Bu sezon bir ilk yaşandı dünya futbolunda. Yalnızca kadınlar ve çocuklardan oluşan tribünlerin önünde Süper Lig maçları oynandı.
Uygulamanın ilk başladığı günden son güne kadar tartışmalar hiç bitmedi. Ancak asıl sorun maçları ekran karşısından izleyenlerin vuvuzelaya benzettikleri tiz çığlık sesleriydi. Çoğunluk televizyonunun sesi kısmakta zorunda kaldı.
Peki yalnızca kadın ve çocukların bulunduğu bir tribünden maç seyretmek nasıl bir duygu?
İşte, dilimiz döndüğünce, o tribünlerde neler yaşandığının resmi.

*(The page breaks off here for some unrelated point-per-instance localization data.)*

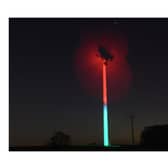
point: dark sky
(46, 96)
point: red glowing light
(89, 65)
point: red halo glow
(89, 66)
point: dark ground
(91, 148)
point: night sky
(46, 95)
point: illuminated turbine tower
(103, 53)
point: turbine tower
(106, 57)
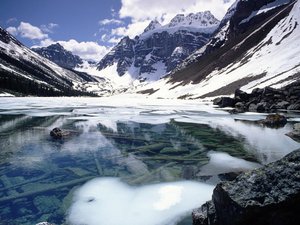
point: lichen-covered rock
(266, 196)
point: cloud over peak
(26, 30)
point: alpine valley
(255, 45)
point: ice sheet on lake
(108, 201)
(221, 162)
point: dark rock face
(57, 54)
(266, 196)
(122, 54)
(274, 120)
(225, 46)
(160, 45)
(225, 102)
(267, 99)
(44, 223)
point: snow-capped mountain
(24, 71)
(159, 49)
(59, 55)
(256, 45)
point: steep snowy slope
(257, 45)
(57, 54)
(159, 49)
(25, 72)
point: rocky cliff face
(254, 47)
(161, 48)
(266, 196)
(57, 54)
(23, 71)
(264, 100)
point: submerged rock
(44, 223)
(58, 133)
(264, 100)
(274, 120)
(295, 134)
(266, 196)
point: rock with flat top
(269, 195)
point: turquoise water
(140, 144)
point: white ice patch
(221, 162)
(108, 201)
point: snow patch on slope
(265, 9)
(274, 59)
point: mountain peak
(56, 46)
(154, 24)
(200, 19)
(59, 55)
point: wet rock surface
(265, 196)
(295, 133)
(58, 133)
(44, 223)
(263, 100)
(274, 120)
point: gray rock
(45, 223)
(266, 196)
(295, 134)
(274, 120)
(224, 102)
(294, 106)
(58, 133)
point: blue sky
(89, 28)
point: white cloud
(164, 11)
(114, 40)
(110, 21)
(86, 50)
(49, 27)
(163, 8)
(46, 42)
(27, 30)
(11, 20)
(12, 30)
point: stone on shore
(266, 196)
(295, 134)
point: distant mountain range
(22, 71)
(256, 44)
(159, 49)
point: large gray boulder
(266, 196)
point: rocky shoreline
(266, 196)
(263, 100)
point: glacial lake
(127, 160)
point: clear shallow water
(141, 142)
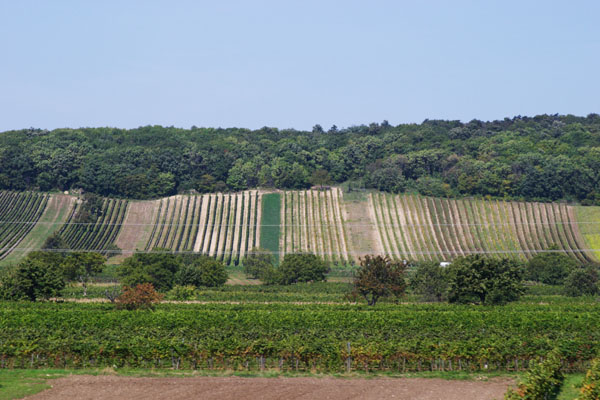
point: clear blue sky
(293, 63)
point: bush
(157, 268)
(298, 267)
(182, 293)
(542, 381)
(483, 280)
(430, 281)
(379, 277)
(140, 297)
(550, 268)
(591, 383)
(258, 263)
(582, 281)
(32, 279)
(203, 271)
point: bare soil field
(224, 388)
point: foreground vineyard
(312, 221)
(425, 228)
(19, 213)
(288, 336)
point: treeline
(547, 157)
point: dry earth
(224, 388)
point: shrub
(542, 381)
(483, 280)
(591, 383)
(32, 279)
(140, 297)
(430, 281)
(157, 268)
(299, 267)
(550, 268)
(203, 271)
(379, 277)
(182, 293)
(582, 281)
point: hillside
(338, 226)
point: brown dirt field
(137, 226)
(224, 388)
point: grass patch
(270, 223)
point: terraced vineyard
(19, 213)
(224, 226)
(425, 228)
(99, 235)
(312, 221)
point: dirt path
(224, 388)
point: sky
(293, 64)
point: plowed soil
(235, 388)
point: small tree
(202, 271)
(483, 280)
(430, 281)
(550, 268)
(258, 262)
(32, 279)
(379, 277)
(582, 281)
(140, 297)
(299, 267)
(82, 266)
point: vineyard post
(349, 358)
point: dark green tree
(484, 280)
(582, 281)
(550, 268)
(202, 271)
(157, 267)
(379, 277)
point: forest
(541, 158)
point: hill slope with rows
(340, 227)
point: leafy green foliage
(140, 297)
(582, 281)
(298, 267)
(157, 267)
(32, 279)
(546, 157)
(258, 263)
(590, 389)
(379, 277)
(483, 280)
(430, 281)
(550, 268)
(202, 271)
(542, 381)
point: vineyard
(426, 228)
(224, 226)
(99, 235)
(19, 213)
(288, 337)
(312, 221)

Tribüne ilk çıktığınızda karşılaştığınız manzara, bir maçtan çok şenlik alanına benzetilebilir. Etrafta koşturan çocuklar, peşlerinden giden anneleri. Maç öncesi çalan tezahüratlar sanki pop müzik şarkıları, bir yandan dans ediyorlar bir yandan seslerinin son gücüne kadar bağırıyorlar. Top taca, auta, kornere çıktığında kopan gereğinden fazla alkış tufanı, buna karşın faul düdüğüne gelen tepkisizlik, futbol izleyicisinden alışık olmadığımız geri bildirimler oldu.

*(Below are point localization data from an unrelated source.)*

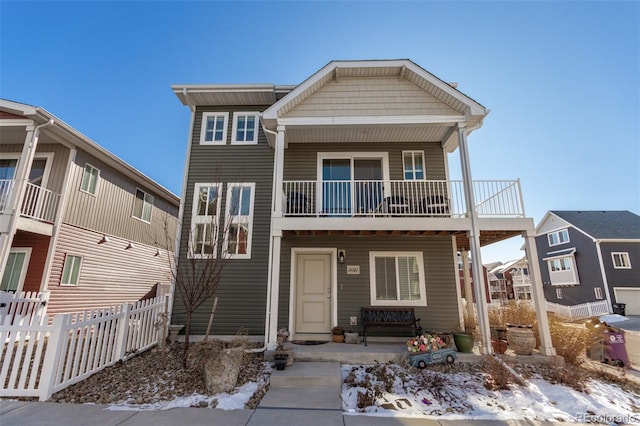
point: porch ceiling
(462, 240)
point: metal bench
(374, 317)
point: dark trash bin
(619, 308)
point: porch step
(308, 375)
(305, 385)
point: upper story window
(558, 237)
(71, 270)
(245, 128)
(204, 221)
(562, 270)
(214, 128)
(240, 199)
(142, 206)
(90, 179)
(413, 165)
(621, 260)
(397, 279)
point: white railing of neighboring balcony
(376, 198)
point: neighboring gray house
(590, 257)
(75, 220)
(345, 200)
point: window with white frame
(598, 292)
(562, 270)
(214, 128)
(205, 219)
(239, 221)
(71, 270)
(245, 128)
(413, 165)
(397, 279)
(142, 206)
(558, 237)
(90, 177)
(621, 260)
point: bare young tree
(197, 272)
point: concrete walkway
(17, 413)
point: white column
(537, 293)
(474, 244)
(468, 292)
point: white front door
(313, 293)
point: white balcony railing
(38, 203)
(372, 198)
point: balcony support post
(537, 294)
(474, 243)
(17, 193)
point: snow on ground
(438, 395)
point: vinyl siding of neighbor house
(362, 96)
(243, 286)
(56, 168)
(301, 160)
(621, 277)
(587, 264)
(110, 210)
(441, 312)
(110, 273)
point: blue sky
(562, 79)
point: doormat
(309, 342)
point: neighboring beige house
(75, 220)
(345, 200)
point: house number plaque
(353, 269)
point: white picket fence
(39, 358)
(584, 310)
(23, 308)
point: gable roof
(603, 225)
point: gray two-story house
(75, 220)
(334, 195)
(590, 259)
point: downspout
(28, 153)
(267, 322)
(605, 282)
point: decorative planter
(521, 338)
(464, 342)
(350, 337)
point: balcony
(37, 203)
(378, 198)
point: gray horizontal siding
(243, 286)
(301, 160)
(441, 312)
(110, 273)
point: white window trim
(424, 167)
(574, 270)
(66, 257)
(204, 219)
(558, 232)
(25, 266)
(234, 129)
(624, 257)
(248, 219)
(203, 128)
(144, 200)
(421, 279)
(598, 293)
(84, 170)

Diğer tarafta ise fotoğraf makineleri. Hayatlarının en değişik gününü kayıtlara geçirme telaşı, 45 dakikada çekilen 75 kare fotoğraf. Oradaydım demek için.
Devre arasında çantalardan saklama kapları çıkartılıyor, yaprak sarmalar, sigara börekleri. Tribünlerde annelerimizin altın günlerinden alışık olduğumuz mutfak kokuları.

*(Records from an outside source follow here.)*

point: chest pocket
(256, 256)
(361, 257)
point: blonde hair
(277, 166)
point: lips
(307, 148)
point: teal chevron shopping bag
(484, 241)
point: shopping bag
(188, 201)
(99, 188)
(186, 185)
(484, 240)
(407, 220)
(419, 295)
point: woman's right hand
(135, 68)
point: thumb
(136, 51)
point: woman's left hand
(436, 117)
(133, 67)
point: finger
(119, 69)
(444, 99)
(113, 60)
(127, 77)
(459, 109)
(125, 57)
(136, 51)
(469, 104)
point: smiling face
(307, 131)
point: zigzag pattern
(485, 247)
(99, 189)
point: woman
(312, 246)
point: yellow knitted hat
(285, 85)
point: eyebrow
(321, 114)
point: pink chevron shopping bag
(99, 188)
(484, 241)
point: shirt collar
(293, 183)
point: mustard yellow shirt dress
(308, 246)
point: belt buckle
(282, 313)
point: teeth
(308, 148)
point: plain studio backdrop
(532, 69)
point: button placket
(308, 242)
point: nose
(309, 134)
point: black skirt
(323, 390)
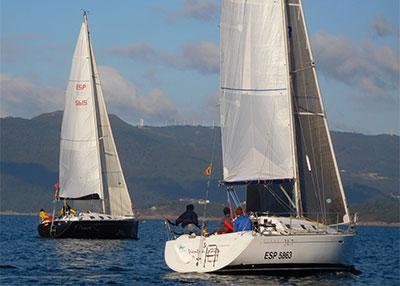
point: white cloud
(24, 98)
(381, 27)
(201, 56)
(201, 10)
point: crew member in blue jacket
(242, 221)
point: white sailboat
(276, 144)
(89, 169)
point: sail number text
(278, 255)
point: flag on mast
(207, 171)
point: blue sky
(159, 59)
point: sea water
(27, 259)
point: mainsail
(272, 119)
(320, 183)
(93, 172)
(118, 201)
(80, 170)
(256, 124)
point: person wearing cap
(242, 221)
(188, 221)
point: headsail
(322, 192)
(92, 169)
(118, 201)
(257, 138)
(80, 171)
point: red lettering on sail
(81, 102)
(80, 86)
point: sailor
(226, 224)
(188, 220)
(242, 221)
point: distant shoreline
(157, 217)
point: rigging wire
(209, 178)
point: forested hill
(164, 164)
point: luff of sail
(117, 199)
(79, 167)
(322, 194)
(256, 125)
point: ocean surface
(27, 259)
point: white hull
(251, 251)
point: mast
(96, 108)
(347, 218)
(320, 185)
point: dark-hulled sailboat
(90, 172)
(276, 144)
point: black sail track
(319, 180)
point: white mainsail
(89, 162)
(79, 164)
(256, 122)
(118, 200)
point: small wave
(117, 269)
(6, 266)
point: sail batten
(79, 173)
(322, 194)
(92, 170)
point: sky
(159, 60)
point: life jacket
(228, 226)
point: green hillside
(164, 164)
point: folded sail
(256, 126)
(79, 164)
(118, 201)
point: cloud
(372, 70)
(24, 98)
(381, 27)
(201, 56)
(201, 10)
(123, 99)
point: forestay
(118, 201)
(257, 138)
(79, 168)
(322, 192)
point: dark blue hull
(94, 229)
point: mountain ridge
(164, 164)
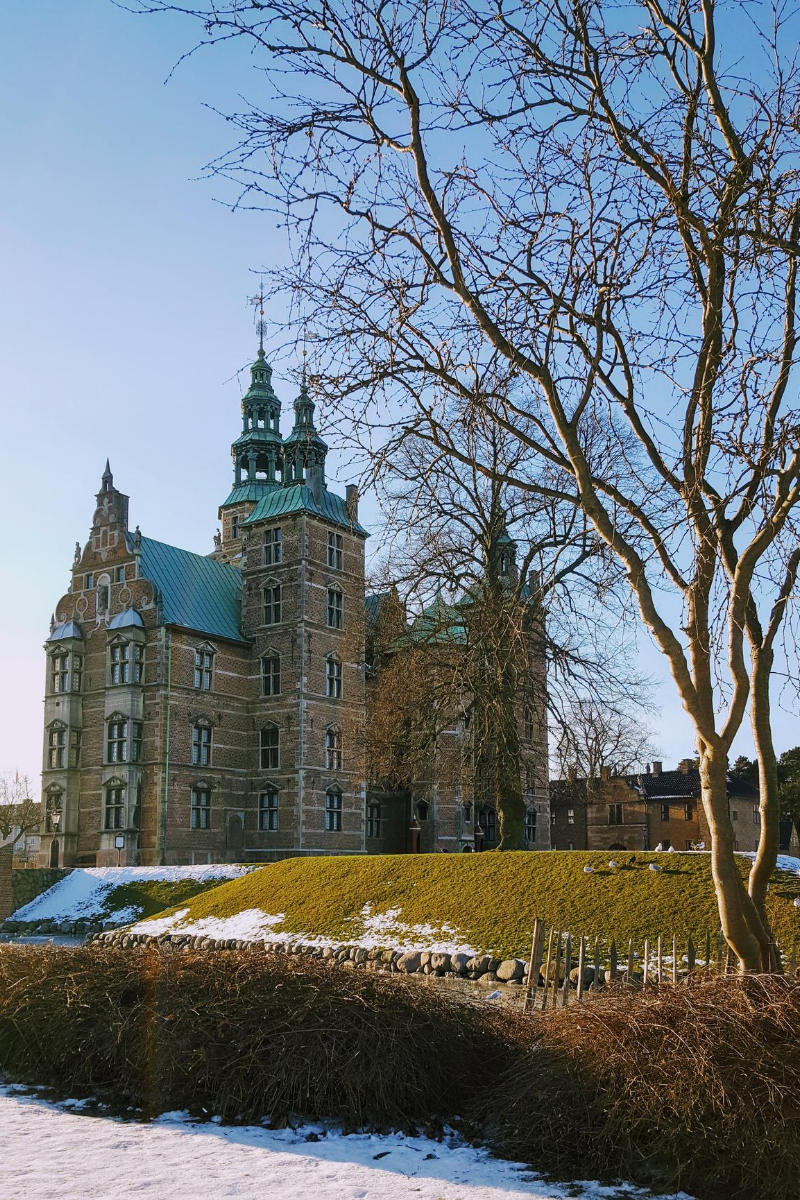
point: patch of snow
(372, 931)
(98, 1157)
(84, 892)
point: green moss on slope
(489, 900)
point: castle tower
(257, 456)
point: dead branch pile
(696, 1086)
(244, 1035)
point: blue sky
(124, 316)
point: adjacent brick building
(210, 708)
(645, 811)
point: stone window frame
(272, 607)
(268, 813)
(334, 805)
(335, 607)
(334, 677)
(203, 670)
(200, 809)
(114, 803)
(272, 550)
(270, 655)
(269, 754)
(335, 551)
(374, 819)
(332, 748)
(202, 742)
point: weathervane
(260, 324)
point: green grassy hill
(487, 901)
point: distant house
(645, 811)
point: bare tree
(608, 199)
(19, 814)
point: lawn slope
(486, 903)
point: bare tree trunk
(740, 922)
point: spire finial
(260, 323)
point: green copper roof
(299, 498)
(247, 491)
(196, 593)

Kadın tribünlerinin bir başka yüzü ise ezbere bilinen tezahüratlar. En ilgisiz görünen kadınlar, en ufak tefek çocuklar bile tribün şarkılarına katılıyorlar. Hem Trabzonspor, hem Fenerbahçe hem de Beşiktaş tribünlerindeki kadınlar, tezahürat bilgisi dersinden 5 pekiyi ile geçiyorlar.
Kim bunlar?
Hangisi ne kadar futbola meraklıydı da bir türlü gelemiyordu, hangisi ilk defa tanışıyordu?
Bu tezahüratları kimden öğrendiler de hakemin ofsayt bayrağına bakmak akıllarına gelmedi?
Son tahlilde, kadın-çocuk tribünleri çözülemeyen derin sırları ile aramızdan ayrıldı.
Arkasından su dökmek ya da dökmemek. İşte bütün mesele bu.